Midway's move followed in the footsteps of Pan American World Airways and Continental, which are still operating under federal protection. Eastern Air Lines shut down in January after nearly two years of unsuccessful attempts to rescue itself.
Kahn - former inflation adviser to President Carter and a longtime economics professor at Cornell University - said increased foreign ownership of some ailing U.S. airlines may help shore up those ripe for takeover or, more likely, on the verge of extinction.
U.S. Transportation Secretary Samuel Skinner appears receptive to the idea of allowing as much as 49 percent foreign ownership of U.S. airlines, a move Kahn thinks would expose ailing domestic carriers to more profitable international routes.
Another boon for carriers such as Arlington-based USAir would be securing the international routes without foreign ownership. The competition pendulum, unleashed by deregulation, may already have reached its apex.
Federal regulators charged with approving the sale of vacated gates at airports around the country and in Britain have balked at attempts by the Big Three - American Airlines, Delta Air Lines and United - to gobble up the space left by their defunct or ailing competitors.
United's bid for Eastern gates at Washington's National Airport was rejected in favor of Minneapolis-based Northwest. Meanwhile, United's and American's attempts to procure Pan Am and Trans World Airways routes to London's Heathrow Airport were only partly approved, leaving room for smaller carriers.
Kahn said he was skeptical of persistent complaints that Roanoke's air service has deteriorated in the wake of deregulation. He cited federal statistics that indicate marked improvements in service at most U.S. airports.
"In general, a community gets the air service it deserves," he said. "Jets have always been uneconomic for serving smaller cities and have become more uneconomic with higher fuel costs."
Deregulation spawned a now-common hub-and-spoke system often criticized for less convenient flights to more congested airports, Kahn said.

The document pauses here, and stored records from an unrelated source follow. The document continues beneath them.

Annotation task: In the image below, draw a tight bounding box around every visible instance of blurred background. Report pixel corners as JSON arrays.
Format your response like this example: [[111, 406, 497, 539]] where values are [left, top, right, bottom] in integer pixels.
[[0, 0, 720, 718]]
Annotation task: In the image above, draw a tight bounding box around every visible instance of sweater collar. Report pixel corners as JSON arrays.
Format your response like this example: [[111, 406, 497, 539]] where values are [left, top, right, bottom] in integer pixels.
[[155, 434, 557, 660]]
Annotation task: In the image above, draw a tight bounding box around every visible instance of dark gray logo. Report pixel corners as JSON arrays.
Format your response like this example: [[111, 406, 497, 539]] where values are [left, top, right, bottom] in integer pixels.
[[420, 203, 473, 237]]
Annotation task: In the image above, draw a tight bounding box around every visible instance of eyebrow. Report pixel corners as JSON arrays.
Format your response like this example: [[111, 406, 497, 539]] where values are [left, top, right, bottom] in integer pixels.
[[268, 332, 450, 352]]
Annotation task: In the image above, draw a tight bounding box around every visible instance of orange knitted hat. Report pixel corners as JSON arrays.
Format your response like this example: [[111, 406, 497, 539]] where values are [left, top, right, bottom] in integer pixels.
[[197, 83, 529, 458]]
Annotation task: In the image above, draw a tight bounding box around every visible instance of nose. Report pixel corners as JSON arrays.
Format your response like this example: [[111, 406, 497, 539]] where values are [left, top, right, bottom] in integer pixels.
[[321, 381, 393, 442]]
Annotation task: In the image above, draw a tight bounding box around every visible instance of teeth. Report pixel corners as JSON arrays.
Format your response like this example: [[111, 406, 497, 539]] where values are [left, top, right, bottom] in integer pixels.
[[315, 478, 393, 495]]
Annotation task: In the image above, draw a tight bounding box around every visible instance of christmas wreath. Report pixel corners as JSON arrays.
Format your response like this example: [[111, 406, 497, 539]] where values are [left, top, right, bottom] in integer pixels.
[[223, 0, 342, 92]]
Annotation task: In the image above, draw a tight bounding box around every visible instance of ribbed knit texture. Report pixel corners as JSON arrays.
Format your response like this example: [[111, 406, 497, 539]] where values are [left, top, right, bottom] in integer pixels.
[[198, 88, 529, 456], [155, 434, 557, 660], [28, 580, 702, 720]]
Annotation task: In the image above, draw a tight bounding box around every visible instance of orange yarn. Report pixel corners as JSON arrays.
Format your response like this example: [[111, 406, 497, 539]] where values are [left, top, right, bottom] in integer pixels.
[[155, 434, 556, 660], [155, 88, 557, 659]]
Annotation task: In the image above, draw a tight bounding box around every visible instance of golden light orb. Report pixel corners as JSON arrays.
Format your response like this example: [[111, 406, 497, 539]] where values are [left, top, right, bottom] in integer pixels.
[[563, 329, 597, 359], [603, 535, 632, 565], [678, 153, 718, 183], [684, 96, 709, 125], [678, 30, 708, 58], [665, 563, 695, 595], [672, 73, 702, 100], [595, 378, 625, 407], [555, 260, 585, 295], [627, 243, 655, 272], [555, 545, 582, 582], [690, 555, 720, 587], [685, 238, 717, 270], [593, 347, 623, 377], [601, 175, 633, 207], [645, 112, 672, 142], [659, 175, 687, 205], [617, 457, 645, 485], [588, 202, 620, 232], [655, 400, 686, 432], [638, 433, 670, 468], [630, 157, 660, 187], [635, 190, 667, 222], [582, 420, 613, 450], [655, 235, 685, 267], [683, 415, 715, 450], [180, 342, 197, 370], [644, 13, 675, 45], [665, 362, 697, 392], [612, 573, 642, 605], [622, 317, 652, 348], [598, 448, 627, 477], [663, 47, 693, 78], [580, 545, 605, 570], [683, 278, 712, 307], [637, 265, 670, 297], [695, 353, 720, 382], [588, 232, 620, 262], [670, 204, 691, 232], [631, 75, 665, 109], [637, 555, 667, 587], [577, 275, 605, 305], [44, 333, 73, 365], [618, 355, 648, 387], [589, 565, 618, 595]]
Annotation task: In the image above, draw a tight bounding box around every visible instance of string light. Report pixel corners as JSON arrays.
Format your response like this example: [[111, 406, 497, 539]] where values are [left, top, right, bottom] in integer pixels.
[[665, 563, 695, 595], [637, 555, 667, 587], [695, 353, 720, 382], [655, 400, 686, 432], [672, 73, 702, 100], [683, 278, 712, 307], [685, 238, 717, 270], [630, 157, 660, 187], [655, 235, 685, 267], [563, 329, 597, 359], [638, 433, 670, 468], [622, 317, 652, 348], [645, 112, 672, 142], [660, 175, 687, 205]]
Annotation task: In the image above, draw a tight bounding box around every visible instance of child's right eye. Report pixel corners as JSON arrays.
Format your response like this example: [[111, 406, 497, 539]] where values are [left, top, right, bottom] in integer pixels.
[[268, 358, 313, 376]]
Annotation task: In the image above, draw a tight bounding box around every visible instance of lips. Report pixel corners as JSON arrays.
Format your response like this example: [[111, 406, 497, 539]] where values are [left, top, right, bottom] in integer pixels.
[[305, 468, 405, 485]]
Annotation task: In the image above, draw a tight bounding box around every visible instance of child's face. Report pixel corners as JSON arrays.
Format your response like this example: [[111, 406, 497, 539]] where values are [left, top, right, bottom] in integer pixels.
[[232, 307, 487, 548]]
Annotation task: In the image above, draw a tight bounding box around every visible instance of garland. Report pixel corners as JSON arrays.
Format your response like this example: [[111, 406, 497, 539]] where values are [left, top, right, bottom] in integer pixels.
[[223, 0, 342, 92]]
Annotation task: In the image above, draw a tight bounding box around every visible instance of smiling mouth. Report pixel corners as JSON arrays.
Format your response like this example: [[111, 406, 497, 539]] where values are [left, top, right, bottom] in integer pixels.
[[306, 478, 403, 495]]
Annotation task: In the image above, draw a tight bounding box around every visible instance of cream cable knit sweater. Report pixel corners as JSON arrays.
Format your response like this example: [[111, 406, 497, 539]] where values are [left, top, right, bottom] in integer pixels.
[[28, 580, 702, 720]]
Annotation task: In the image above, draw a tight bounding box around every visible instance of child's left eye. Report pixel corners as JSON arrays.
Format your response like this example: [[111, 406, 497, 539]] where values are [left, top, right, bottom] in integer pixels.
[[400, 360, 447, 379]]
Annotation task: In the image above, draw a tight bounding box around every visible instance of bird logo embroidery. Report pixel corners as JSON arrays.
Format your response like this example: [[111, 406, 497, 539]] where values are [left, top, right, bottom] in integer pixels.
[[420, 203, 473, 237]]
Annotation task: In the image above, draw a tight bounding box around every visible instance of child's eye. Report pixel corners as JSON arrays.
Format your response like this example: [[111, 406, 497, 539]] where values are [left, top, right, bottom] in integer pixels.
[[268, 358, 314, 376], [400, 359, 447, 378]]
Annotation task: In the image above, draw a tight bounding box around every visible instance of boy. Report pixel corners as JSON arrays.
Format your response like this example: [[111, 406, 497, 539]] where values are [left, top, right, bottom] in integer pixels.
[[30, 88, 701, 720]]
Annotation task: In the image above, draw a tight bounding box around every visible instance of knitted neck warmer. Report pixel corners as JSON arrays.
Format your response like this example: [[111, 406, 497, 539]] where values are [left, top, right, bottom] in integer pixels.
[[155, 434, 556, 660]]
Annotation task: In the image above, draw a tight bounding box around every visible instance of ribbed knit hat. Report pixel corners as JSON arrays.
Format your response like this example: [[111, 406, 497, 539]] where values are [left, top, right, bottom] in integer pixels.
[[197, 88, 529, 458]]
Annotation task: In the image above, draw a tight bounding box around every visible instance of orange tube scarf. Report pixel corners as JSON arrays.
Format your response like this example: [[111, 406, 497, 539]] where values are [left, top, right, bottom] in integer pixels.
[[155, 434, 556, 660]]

But he quickly added that the federal move also bolstered service to and from airports across the country.
One caveat, however: Should Roanoke's primary carrier, USAir, be unable to rescue itself from its current downturn, the region's air service might well suffer, Kahn said.
"I'm not saying USAir is in imminent danger of disappearance," he said. "I do say their costs are too high."
USAir ended last year with a costly restructuring and a net loss of $454 million. Officials indicated in a recent Securities and Exchange Commission filing that they anticipate USAir's first-quarter losses this year to exceed the $168 million lost in the final quarter of 1990.